2016-08-31 16:36:27

by Matt Garman

[permalink] [raw]
Subject: gss context cache and nfsv4

Hi all,

I'm trying to understand the nuances of GSS security contexts with
regards to NFSv4 with sec=krb5 under Linux. How does the in-kernel
caching of these contexts work, i.e. what is the mechanism? And
specifically,

- How long do the in-kernel context caches live?
- Is there any way to query the in-kernel context caches?
- Is it possible for an individual user to have *multiple* in-kernel
context caches?


A simple example, for discussion:

Say host "testhost" is an NFSv4 (sec=krb5p) client. In particular,
the NFS mount is for user home directories. If I login to "testhost"
and run "klist", I see I have two tickets, the TGT and the NFS service
ticket for the home directory mount. Furthermore, my KRB5CC
environment variable is set, and points to
/tmp/krb5cc_uid_randomstring. So far, so good, no surprises.

Now, if I delete the /tmp/krb5cc file, or run kdestroy, then run
klist, it says "klist: No credentials cache found (ticket cache
FILE:/tmp/krb5cc_uid_whatever)". Also not surprising. However, I
still have access to my home directory. Now if I just do nothing on
that terminal, and wait long enough, eventually I'll get "Permission
Denied" on my home directory.

That's somewhat surprising but readily explained by the in-kernel
credentials cache. Also explicitly explained by the NFSv4 FAQ[1]:

6. I am accessing an NFSv4 mount via Kerberos and then I do a
kdestroy, but I am still able to access the NFS data. Why?

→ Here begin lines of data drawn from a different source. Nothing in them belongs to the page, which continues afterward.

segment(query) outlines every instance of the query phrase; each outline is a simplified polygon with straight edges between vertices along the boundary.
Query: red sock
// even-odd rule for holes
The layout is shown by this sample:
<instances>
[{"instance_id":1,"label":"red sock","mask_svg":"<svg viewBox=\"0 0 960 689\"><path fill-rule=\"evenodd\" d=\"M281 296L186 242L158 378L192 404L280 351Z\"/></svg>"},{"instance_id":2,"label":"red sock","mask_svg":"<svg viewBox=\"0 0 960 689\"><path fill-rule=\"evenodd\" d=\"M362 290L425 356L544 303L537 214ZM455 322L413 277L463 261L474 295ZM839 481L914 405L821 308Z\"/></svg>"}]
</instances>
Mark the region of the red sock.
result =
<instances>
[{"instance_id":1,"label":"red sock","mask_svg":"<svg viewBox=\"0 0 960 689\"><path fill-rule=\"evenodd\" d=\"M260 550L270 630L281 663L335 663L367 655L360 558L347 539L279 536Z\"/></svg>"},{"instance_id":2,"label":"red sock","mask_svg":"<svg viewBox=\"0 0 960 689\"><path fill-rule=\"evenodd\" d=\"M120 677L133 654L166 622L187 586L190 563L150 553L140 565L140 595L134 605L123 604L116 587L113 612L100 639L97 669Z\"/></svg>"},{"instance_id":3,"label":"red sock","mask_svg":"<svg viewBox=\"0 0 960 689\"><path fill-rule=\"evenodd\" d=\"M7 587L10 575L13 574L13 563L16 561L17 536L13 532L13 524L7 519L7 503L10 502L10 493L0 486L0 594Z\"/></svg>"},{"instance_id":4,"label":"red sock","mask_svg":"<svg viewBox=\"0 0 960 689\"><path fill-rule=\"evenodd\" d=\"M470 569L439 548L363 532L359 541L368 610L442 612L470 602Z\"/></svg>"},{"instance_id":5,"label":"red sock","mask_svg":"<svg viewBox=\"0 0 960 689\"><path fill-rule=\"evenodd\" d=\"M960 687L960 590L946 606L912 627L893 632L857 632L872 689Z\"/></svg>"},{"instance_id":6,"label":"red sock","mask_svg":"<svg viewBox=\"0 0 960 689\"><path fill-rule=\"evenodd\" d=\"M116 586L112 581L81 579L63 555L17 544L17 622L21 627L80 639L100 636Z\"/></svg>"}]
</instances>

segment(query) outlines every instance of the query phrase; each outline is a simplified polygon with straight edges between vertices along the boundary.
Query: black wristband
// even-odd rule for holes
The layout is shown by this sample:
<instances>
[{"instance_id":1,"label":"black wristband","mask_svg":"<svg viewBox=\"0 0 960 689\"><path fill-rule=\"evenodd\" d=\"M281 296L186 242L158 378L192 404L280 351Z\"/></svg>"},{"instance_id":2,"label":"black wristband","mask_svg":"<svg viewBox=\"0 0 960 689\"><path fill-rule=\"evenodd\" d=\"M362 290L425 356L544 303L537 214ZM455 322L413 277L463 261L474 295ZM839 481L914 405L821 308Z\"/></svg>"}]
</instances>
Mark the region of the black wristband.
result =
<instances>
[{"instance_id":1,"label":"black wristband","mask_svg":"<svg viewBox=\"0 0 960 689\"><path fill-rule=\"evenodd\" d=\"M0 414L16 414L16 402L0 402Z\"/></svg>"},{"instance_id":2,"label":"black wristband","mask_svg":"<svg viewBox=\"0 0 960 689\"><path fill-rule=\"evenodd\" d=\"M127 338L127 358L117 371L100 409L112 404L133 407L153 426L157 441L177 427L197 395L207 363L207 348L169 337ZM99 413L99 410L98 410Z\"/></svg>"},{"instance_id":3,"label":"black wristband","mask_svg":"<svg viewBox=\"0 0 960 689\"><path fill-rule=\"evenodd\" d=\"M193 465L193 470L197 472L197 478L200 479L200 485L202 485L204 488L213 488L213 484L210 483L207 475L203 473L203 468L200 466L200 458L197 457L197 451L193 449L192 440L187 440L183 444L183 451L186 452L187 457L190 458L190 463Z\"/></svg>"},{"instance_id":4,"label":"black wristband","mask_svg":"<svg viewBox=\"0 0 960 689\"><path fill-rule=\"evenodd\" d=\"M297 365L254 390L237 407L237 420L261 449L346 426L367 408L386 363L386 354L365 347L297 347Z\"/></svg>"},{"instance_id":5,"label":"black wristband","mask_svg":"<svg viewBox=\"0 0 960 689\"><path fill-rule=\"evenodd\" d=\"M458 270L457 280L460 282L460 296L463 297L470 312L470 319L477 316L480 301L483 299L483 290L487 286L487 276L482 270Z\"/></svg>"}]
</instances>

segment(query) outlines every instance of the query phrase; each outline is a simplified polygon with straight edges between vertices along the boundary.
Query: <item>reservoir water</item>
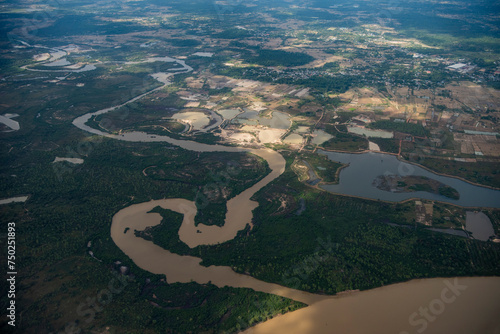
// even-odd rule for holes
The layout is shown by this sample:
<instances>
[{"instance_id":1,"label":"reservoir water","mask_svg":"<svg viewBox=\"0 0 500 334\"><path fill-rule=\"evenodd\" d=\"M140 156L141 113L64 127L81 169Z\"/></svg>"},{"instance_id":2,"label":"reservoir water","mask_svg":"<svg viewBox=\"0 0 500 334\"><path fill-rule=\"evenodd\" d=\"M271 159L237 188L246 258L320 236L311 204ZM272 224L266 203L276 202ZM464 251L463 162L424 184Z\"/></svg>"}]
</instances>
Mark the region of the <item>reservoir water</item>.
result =
<instances>
[{"instance_id":1,"label":"reservoir water","mask_svg":"<svg viewBox=\"0 0 500 334\"><path fill-rule=\"evenodd\" d=\"M487 241L492 235L495 235L490 218L483 212L467 211L465 226L467 231L472 233L474 239Z\"/></svg>"},{"instance_id":2,"label":"reservoir water","mask_svg":"<svg viewBox=\"0 0 500 334\"><path fill-rule=\"evenodd\" d=\"M321 186L332 193L390 202L422 198L464 207L500 208L500 190L476 186L457 178L438 175L425 168L399 161L393 155L373 152L352 154L323 150L318 150L318 153L326 155L332 161L348 164L340 172L339 184ZM460 199L454 200L425 191L403 193L384 191L372 184L373 180L381 175L425 176L455 188L460 193Z\"/></svg>"}]
</instances>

The kernel code caches the gssapi context that was negotiated using
the Kerberos credentials. Destroying the credentials does not destroy
the context in the kernel. We plan to change this behavior when moving
to use the new key ring kernel support to store credentials and
contexts.


How long will this in-kernel context persist? I have tried to
determine this experimentally, but it appears to be non-deterministic
(or I haven't designed the right experiment). It almost seems like if
you keep "using" the in-kernel context (e.g. continuously create and
destroy random files on the Kerberized NFS share), that it lasts
longer. (As opposed to just sitting idle at the terminal.)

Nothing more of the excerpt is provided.